Holocaust-related history, more uplifting than most.
Freelance writer Duffy stumbled upon a stray reference to “Forest Jews” while performing a random online search. His curiosity about this mysterious term led to a New York Times story in 2000, now this book. The eponymous brothers are Tuvia, Asael, and Zus Bielski, all born before WWI to the only Jewish family in Stankevich, western Belarus. Once a dominion of czarist Russia, the village became part of Poland after 1918, but the Soviet Union governed following the Hitler-Stalin pact of 1939. The intense drama of Duffy's narrative begins with Nazi German troops over-running the village in 1941. The Bielskis’ parents were killed, as were numerous other relatives; survivors were placed in a ghetto to serve as slave labor for the Nazis. Tuvia, Asael, and Zus broke out and helped others to follow.
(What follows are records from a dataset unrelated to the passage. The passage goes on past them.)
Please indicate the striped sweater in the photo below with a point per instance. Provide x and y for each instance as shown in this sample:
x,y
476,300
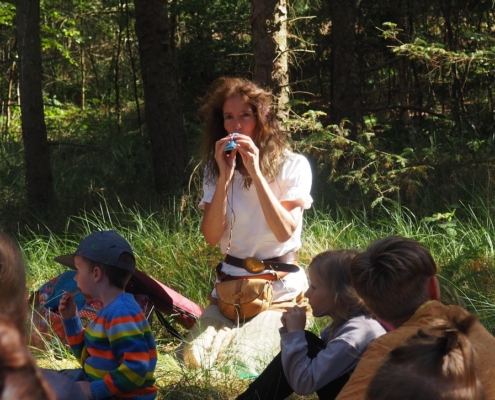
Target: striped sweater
x,y
117,351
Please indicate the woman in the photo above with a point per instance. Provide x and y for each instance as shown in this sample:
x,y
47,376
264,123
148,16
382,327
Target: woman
x,y
307,363
253,203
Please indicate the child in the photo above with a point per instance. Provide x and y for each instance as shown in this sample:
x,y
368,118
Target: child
x,y
306,362
396,278
431,367
20,378
116,350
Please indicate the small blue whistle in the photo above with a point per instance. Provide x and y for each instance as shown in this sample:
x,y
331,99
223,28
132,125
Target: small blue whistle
x,y
231,145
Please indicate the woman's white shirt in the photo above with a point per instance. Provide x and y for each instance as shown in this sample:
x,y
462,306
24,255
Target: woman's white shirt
x,y
251,235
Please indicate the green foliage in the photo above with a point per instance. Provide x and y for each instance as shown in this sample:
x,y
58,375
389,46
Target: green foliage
x,y
379,176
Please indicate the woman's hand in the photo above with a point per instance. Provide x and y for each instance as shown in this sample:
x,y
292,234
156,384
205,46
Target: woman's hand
x,y
294,319
67,306
249,153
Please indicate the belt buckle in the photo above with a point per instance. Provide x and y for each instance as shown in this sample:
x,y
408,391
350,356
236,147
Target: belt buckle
x,y
253,265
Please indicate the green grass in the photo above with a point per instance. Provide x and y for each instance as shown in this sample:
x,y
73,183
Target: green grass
x,y
169,246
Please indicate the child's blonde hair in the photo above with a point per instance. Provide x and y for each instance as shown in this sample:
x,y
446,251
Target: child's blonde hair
x,y
20,378
392,277
431,367
332,267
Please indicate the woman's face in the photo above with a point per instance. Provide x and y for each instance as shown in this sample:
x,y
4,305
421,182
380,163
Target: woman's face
x,y
238,116
319,296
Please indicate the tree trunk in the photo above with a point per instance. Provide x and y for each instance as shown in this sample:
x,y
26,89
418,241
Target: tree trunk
x,y
269,37
346,88
39,179
162,106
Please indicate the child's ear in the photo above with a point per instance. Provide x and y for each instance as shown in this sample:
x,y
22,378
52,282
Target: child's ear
x,y
97,273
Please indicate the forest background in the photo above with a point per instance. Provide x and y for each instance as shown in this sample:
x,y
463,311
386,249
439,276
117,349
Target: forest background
x,y
391,101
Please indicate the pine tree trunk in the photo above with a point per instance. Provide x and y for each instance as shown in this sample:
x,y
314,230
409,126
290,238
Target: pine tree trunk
x,y
270,51
162,106
39,181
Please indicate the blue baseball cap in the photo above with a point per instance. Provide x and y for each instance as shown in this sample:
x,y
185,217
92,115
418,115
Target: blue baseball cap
x,y
103,247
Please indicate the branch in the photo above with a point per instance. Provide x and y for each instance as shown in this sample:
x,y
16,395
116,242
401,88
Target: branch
x,y
405,108
380,66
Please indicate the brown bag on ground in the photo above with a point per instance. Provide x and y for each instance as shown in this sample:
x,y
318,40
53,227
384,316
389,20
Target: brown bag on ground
x,y
243,299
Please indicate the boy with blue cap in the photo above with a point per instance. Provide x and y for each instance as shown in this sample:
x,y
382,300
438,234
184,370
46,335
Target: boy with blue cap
x,y
117,350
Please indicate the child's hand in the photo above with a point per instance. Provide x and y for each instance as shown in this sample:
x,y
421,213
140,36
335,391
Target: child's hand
x,y
86,388
67,306
294,319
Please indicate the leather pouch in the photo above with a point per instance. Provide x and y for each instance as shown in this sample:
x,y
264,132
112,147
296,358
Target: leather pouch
x,y
243,299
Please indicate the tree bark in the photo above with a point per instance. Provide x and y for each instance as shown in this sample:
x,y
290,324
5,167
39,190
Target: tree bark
x,y
162,105
346,88
39,180
270,51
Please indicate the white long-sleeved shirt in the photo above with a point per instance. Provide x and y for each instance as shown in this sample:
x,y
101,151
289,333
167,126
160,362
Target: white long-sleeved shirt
x,y
341,354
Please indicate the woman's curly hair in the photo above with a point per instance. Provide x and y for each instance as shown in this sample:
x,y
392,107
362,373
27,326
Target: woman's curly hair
x,y
268,136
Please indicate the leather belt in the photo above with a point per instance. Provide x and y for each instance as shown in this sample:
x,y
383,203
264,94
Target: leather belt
x,y
283,263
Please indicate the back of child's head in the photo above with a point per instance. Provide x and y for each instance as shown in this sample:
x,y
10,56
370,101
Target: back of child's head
x,y
431,367
392,277
20,378
109,251
13,303
332,267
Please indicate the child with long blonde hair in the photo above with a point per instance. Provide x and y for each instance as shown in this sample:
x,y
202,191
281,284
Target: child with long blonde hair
x,y
323,365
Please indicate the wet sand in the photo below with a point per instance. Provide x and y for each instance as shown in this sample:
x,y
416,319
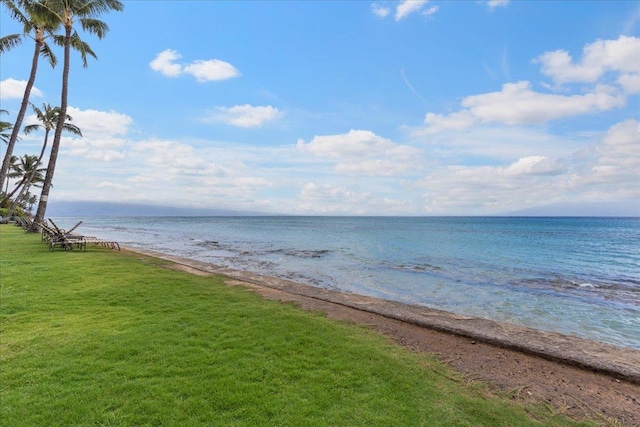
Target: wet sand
x,y
578,377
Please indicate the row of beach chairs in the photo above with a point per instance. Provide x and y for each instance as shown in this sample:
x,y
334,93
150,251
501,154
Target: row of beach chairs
x,y
54,236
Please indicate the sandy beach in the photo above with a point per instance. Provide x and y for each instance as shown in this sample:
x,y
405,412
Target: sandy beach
x,y
578,377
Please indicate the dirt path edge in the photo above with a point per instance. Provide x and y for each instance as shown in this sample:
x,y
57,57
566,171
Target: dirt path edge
x,y
618,362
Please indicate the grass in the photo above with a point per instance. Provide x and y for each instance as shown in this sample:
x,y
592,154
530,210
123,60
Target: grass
x,y
106,338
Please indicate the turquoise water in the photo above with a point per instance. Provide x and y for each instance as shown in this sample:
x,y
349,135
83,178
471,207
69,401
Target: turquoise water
x,y
578,276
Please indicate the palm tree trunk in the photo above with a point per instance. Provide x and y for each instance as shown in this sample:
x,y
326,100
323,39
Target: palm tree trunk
x,y
55,146
31,175
18,186
21,113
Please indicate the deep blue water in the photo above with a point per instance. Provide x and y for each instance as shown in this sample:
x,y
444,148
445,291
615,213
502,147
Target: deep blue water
x,y
578,276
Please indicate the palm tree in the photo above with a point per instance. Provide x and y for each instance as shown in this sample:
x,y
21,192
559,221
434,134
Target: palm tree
x,y
13,172
26,169
69,13
37,21
4,126
48,116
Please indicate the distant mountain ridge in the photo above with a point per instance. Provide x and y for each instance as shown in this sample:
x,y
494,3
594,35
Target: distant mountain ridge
x,y
90,208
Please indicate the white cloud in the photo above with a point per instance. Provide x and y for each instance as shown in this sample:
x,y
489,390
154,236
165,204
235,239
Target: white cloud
x,y
431,11
14,89
331,199
212,69
380,11
245,116
407,7
460,120
618,156
164,63
202,70
497,3
94,122
610,171
619,56
517,104
361,152
534,165
630,83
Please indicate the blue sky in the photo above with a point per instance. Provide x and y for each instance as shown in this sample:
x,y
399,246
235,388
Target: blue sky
x,y
349,108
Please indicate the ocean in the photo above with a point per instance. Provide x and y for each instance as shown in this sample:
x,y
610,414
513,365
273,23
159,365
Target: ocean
x,y
576,276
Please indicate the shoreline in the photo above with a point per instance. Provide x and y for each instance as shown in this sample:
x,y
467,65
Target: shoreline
x,y
617,362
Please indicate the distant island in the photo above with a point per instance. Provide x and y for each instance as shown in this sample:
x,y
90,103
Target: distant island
x,y
93,208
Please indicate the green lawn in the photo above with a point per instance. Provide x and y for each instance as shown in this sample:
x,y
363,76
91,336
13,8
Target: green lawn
x,y
105,338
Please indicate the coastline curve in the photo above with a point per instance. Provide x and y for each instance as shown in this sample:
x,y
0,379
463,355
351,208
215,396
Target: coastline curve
x,y
618,362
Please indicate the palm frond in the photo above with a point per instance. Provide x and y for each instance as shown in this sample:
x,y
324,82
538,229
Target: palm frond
x,y
10,41
47,53
82,47
31,128
94,26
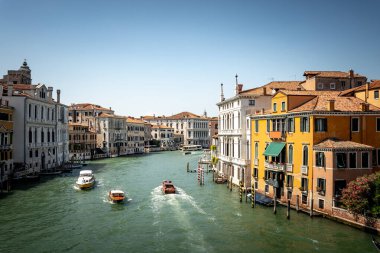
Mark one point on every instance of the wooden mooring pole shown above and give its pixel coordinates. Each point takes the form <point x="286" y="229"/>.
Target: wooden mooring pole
<point x="288" y="210"/>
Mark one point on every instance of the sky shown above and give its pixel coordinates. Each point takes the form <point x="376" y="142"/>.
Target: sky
<point x="162" y="57"/>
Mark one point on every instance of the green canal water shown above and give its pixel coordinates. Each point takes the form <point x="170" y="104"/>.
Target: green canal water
<point x="53" y="216"/>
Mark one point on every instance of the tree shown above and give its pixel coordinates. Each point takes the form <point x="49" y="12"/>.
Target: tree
<point x="362" y="196"/>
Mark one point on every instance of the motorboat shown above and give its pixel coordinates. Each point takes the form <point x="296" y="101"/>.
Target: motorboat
<point x="168" y="187"/>
<point x="116" y="196"/>
<point x="86" y="179"/>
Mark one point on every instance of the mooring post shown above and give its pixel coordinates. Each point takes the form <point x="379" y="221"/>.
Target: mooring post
<point x="311" y="208"/>
<point x="288" y="210"/>
<point x="275" y="200"/>
<point x="298" y="203"/>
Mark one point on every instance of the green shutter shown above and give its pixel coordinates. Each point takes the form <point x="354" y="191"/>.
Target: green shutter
<point x="274" y="148"/>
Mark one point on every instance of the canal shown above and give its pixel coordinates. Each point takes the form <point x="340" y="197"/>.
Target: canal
<point x="53" y="216"/>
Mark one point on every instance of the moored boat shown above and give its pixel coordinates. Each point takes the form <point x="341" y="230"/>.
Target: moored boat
<point x="86" y="179"/>
<point x="168" y="187"/>
<point x="116" y="196"/>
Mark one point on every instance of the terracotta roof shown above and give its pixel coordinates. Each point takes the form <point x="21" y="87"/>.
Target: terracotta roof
<point x="375" y="84"/>
<point x="341" y="104"/>
<point x="340" y="144"/>
<point x="337" y="74"/>
<point x="88" y="106"/>
<point x="134" y="120"/>
<point x="275" y="85"/>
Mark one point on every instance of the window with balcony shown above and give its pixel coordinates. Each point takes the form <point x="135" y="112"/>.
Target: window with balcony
<point x="319" y="159"/>
<point x="365" y="159"/>
<point x="320" y="125"/>
<point x="355" y="125"/>
<point x="291" y="125"/>
<point x="341" y="160"/>
<point x="290" y="154"/>
<point x="304" y="121"/>
<point x="305" y="156"/>
<point x="321" y="185"/>
<point x="352" y="158"/>
<point x="289" y="181"/>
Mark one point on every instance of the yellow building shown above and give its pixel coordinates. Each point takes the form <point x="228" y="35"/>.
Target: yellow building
<point x="303" y="133"/>
<point x="6" y="140"/>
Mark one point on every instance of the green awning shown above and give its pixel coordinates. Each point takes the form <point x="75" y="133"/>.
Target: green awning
<point x="274" y="148"/>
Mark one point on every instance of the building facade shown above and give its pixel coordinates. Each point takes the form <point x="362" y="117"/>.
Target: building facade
<point x="302" y="147"/>
<point x="6" y="147"/>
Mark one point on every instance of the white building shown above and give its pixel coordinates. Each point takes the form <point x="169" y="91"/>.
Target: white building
<point x="40" y="132"/>
<point x="194" y="128"/>
<point x="234" y="126"/>
<point x="165" y="135"/>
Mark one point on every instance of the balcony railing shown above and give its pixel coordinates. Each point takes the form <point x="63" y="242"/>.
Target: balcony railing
<point x="304" y="169"/>
<point x="289" y="167"/>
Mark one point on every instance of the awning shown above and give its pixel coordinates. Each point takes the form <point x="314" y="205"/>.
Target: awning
<point x="274" y="148"/>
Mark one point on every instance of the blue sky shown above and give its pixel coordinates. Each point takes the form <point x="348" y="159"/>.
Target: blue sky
<point x="166" y="56"/>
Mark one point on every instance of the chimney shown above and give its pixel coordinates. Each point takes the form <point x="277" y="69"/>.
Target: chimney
<point x="221" y="93"/>
<point x="58" y="96"/>
<point x="50" y="92"/>
<point x="364" y="107"/>
<point x="331" y="105"/>
<point x="239" y="88"/>
<point x="10" y="90"/>
<point x="351" y="72"/>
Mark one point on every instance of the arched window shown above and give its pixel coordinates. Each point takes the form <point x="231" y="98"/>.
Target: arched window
<point x="290" y="154"/>
<point x="305" y="156"/>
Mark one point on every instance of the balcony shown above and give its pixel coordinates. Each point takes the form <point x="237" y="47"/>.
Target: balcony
<point x="289" y="167"/>
<point x="276" y="135"/>
<point x="274" y="166"/>
<point x="304" y="169"/>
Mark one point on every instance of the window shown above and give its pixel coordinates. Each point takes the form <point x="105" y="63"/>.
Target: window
<point x="305" y="156"/>
<point x="304" y="124"/>
<point x="321" y="125"/>
<point x="341" y="160"/>
<point x="352" y="157"/>
<point x="291" y="125"/>
<point x="320" y="159"/>
<point x="321" y="204"/>
<point x="304" y="185"/>
<point x="365" y="159"/>
<point x="289" y="181"/>
<point x="290" y="154"/>
<point x="321" y="185"/>
<point x="355" y="124"/>
<point x="376" y="94"/>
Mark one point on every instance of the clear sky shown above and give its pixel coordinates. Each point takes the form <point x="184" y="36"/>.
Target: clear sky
<point x="145" y="57"/>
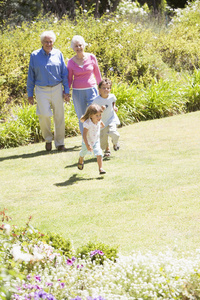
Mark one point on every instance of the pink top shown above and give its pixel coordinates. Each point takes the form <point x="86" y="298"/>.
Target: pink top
<point x="85" y="76"/>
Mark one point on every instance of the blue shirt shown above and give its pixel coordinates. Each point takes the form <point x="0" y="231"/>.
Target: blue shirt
<point x="47" y="70"/>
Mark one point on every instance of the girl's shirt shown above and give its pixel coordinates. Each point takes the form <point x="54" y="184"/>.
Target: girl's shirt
<point x="109" y="115"/>
<point x="85" y="76"/>
<point x="93" y="134"/>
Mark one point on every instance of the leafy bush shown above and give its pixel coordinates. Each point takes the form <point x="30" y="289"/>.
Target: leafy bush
<point x="32" y="269"/>
<point x="192" y="92"/>
<point x="97" y="252"/>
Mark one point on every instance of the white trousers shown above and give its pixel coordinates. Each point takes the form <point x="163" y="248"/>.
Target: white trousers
<point x="109" y="131"/>
<point x="48" y="99"/>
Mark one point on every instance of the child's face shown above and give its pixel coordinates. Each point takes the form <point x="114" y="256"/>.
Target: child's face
<point x="104" y="90"/>
<point x="96" y="118"/>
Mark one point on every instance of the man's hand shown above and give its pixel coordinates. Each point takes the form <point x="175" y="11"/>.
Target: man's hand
<point x="31" y="100"/>
<point x="66" y="97"/>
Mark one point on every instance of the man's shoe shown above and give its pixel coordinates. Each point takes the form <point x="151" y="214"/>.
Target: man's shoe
<point x="48" y="146"/>
<point x="62" y="148"/>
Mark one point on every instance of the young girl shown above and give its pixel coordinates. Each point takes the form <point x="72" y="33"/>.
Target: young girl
<point x="91" y="135"/>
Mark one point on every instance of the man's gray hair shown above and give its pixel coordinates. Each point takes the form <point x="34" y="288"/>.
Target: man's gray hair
<point x="78" y="38"/>
<point x="50" y="34"/>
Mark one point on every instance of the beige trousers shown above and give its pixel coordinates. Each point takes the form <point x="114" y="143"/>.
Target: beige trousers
<point x="48" y="99"/>
<point x="109" y="131"/>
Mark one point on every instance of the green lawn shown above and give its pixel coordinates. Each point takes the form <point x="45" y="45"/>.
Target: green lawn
<point x="148" y="200"/>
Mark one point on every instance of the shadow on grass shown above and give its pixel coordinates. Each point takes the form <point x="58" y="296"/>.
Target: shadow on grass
<point x="85" y="162"/>
<point x="39" y="153"/>
<point x="76" y="178"/>
<point x="88" y="161"/>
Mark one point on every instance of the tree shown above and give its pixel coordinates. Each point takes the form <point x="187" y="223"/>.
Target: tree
<point x="17" y="11"/>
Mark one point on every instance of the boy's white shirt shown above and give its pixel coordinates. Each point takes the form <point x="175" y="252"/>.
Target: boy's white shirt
<point x="109" y="115"/>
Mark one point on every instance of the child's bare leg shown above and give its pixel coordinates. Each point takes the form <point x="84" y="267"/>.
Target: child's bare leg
<point x="81" y="159"/>
<point x="100" y="164"/>
<point x="81" y="163"/>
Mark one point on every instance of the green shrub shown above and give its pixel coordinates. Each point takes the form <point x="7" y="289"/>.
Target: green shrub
<point x="192" y="92"/>
<point x="97" y="252"/>
<point x="58" y="242"/>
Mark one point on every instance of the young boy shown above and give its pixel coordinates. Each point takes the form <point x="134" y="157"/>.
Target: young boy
<point x="109" y="117"/>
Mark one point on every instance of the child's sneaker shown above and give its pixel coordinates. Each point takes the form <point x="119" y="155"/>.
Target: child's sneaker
<point x="101" y="171"/>
<point x="116" y="147"/>
<point x="107" y="153"/>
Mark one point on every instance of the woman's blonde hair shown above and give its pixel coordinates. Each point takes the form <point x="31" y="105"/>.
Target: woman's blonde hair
<point x="79" y="39"/>
<point x="92" y="109"/>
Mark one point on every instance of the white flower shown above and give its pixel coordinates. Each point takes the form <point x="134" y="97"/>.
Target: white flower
<point x="7" y="229"/>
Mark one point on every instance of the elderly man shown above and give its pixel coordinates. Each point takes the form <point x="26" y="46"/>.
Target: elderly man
<point x="47" y="73"/>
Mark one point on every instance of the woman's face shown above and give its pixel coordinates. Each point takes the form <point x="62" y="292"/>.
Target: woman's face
<point x="47" y="44"/>
<point x="78" y="47"/>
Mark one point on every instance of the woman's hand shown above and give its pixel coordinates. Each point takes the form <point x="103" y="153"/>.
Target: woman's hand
<point x="31" y="100"/>
<point x="66" y="97"/>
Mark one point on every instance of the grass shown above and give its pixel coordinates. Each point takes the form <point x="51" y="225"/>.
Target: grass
<point x="148" y="200"/>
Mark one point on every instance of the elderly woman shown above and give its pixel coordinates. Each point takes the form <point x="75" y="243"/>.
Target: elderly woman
<point x="84" y="76"/>
<point x="47" y="73"/>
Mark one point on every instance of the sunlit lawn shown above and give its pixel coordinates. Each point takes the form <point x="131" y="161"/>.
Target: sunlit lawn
<point x="148" y="200"/>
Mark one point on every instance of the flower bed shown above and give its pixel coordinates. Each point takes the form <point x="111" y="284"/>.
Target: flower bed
<point x="33" y="269"/>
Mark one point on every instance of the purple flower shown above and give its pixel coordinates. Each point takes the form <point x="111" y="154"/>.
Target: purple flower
<point x="50" y="297"/>
<point x="49" y="284"/>
<point x="73" y="259"/>
<point x="38" y="278"/>
<point x="92" y="253"/>
<point x="42" y="294"/>
<point x="79" y="266"/>
<point x="70" y="262"/>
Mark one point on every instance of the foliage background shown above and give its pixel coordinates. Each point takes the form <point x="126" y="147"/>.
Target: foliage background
<point x="154" y="65"/>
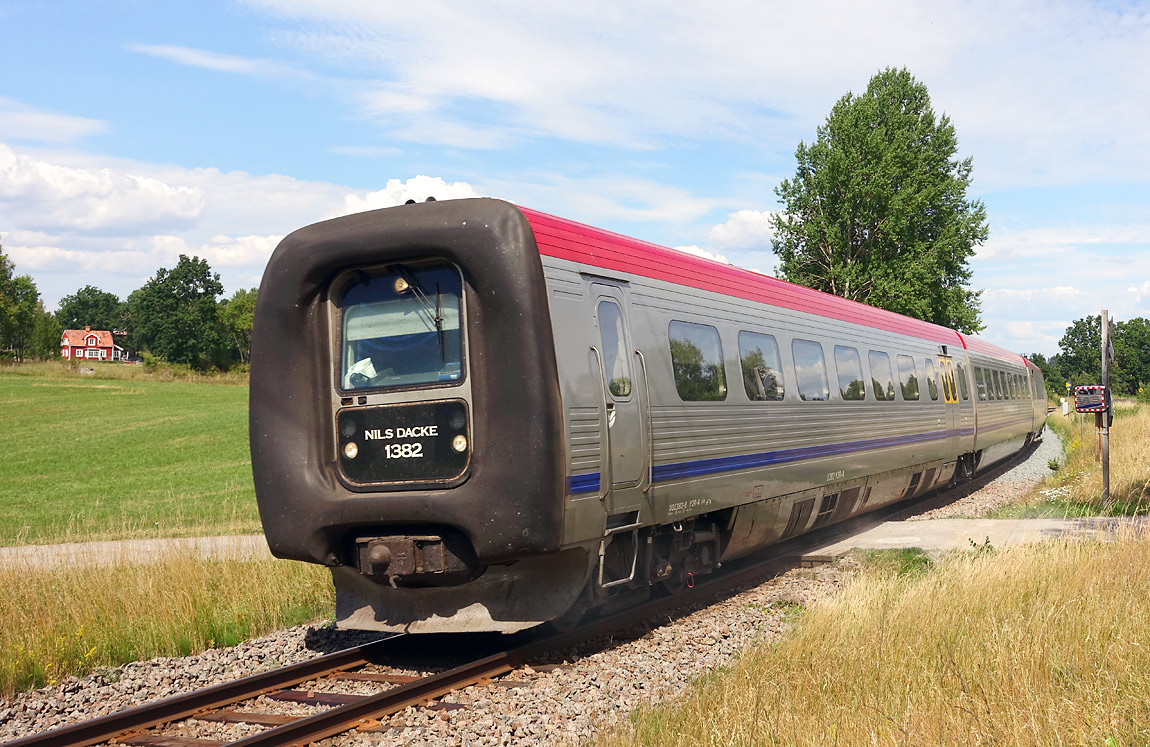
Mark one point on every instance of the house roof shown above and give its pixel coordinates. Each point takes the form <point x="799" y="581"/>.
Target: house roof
<point x="77" y="337"/>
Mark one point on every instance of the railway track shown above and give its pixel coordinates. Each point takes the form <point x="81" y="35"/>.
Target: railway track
<point x="230" y="702"/>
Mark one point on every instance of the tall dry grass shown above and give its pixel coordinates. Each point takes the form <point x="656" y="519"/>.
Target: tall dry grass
<point x="1036" y="645"/>
<point x="1075" y="487"/>
<point x="71" y="620"/>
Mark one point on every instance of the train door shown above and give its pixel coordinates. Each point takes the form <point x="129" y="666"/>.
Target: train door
<point x="622" y="452"/>
<point x="953" y="416"/>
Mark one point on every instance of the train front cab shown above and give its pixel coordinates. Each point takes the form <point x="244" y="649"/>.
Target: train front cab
<point x="404" y="411"/>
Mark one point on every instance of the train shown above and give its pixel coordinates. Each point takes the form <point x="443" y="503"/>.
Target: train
<point x="484" y="417"/>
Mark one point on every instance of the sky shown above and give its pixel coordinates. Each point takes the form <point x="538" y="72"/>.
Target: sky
<point x="133" y="131"/>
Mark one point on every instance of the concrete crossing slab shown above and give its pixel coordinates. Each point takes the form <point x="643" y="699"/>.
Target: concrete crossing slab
<point x="936" y="536"/>
<point x="127" y="552"/>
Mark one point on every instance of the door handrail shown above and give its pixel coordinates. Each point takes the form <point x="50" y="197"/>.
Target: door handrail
<point x="605" y="476"/>
<point x="649" y="421"/>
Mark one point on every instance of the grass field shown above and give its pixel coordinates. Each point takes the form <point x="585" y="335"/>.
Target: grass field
<point x="71" y="621"/>
<point x="102" y="457"/>
<point x="1033" y="645"/>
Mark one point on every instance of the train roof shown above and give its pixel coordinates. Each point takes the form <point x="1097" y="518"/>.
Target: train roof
<point x="608" y="251"/>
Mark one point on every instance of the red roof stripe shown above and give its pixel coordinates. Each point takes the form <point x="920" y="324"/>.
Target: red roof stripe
<point x="587" y="245"/>
<point x="608" y="251"/>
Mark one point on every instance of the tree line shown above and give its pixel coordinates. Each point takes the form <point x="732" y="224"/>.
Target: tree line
<point x="177" y="316"/>
<point x="1079" y="360"/>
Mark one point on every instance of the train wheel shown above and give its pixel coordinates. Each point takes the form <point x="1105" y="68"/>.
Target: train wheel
<point x="679" y="582"/>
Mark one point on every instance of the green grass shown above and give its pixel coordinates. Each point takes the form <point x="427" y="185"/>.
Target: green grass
<point x="89" y="457"/>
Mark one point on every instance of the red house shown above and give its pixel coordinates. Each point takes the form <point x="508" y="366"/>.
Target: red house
<point x="89" y="344"/>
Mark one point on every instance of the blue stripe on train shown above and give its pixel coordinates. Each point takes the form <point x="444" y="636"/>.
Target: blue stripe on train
<point x="589" y="483"/>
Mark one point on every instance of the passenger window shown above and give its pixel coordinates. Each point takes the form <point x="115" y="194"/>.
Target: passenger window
<point x="980" y="383"/>
<point x="811" y="370"/>
<point x="907" y="378"/>
<point x="948" y="378"/>
<point x="961" y="382"/>
<point x="882" y="380"/>
<point x="696" y="359"/>
<point x="849" y="367"/>
<point x="615" y="361"/>
<point x="763" y="375"/>
<point x="932" y="380"/>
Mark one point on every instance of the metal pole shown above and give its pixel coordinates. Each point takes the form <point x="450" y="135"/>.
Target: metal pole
<point x="1104" y="417"/>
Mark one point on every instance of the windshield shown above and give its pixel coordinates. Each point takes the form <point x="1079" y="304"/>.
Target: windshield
<point x="401" y="328"/>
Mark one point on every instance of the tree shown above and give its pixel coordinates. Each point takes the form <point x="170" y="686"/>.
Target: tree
<point x="175" y="314"/>
<point x="46" y="331"/>
<point x="1080" y="360"/>
<point x="237" y="314"/>
<point x="23" y="301"/>
<point x="91" y="307"/>
<point x="1132" y="352"/>
<point x="6" y="303"/>
<point x="696" y="379"/>
<point x="878" y="210"/>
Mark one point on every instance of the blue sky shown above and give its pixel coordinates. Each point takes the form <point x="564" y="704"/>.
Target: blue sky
<point x="132" y="131"/>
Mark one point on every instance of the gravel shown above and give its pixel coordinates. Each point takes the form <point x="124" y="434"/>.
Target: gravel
<point x="1003" y="485"/>
<point x="581" y="692"/>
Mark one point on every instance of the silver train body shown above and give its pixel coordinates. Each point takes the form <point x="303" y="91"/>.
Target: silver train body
<point x="483" y="417"/>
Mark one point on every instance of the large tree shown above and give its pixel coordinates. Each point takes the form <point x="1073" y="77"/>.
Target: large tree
<point x="1132" y="352"/>
<point x="878" y="210"/>
<point x="6" y="303"/>
<point x="237" y="314"/>
<point x="91" y="307"/>
<point x="23" y="303"/>
<point x="175" y="314"/>
<point x="46" y="331"/>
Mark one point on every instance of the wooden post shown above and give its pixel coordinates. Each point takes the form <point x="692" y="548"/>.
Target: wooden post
<point x="1103" y="420"/>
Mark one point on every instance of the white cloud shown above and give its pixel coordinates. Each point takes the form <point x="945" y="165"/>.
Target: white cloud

They built a rugged but survivable life in a nearby dense forest, obtaining weapons however possible to protect the nascent Jewish settlement and to conduct guerilla raids against Nazi forces. The day-in, day-out account of the next four years is an often unbearably intense chronicle of horror and courage. A novel telling a similar story would almost certainly be dismissed as outlandish, but Duffy's copious endnotes convincingly document the saga’s reality. All three brothers survived the forest years, as did and many of those they helped. Asael, conscripted into the Soviet army, died fighting German troops in February 1945. Tuvia and Zus made it to Israel with their wives, later settling in the US. Tuvia died in 1987, Zus in 1996, but Duffy had access to their widows and other relatives and uses those recollections wisely. Only the vast array of names, dates, and battles are sometimes difficult to assimilate.
A powerful recounting of a little-known story.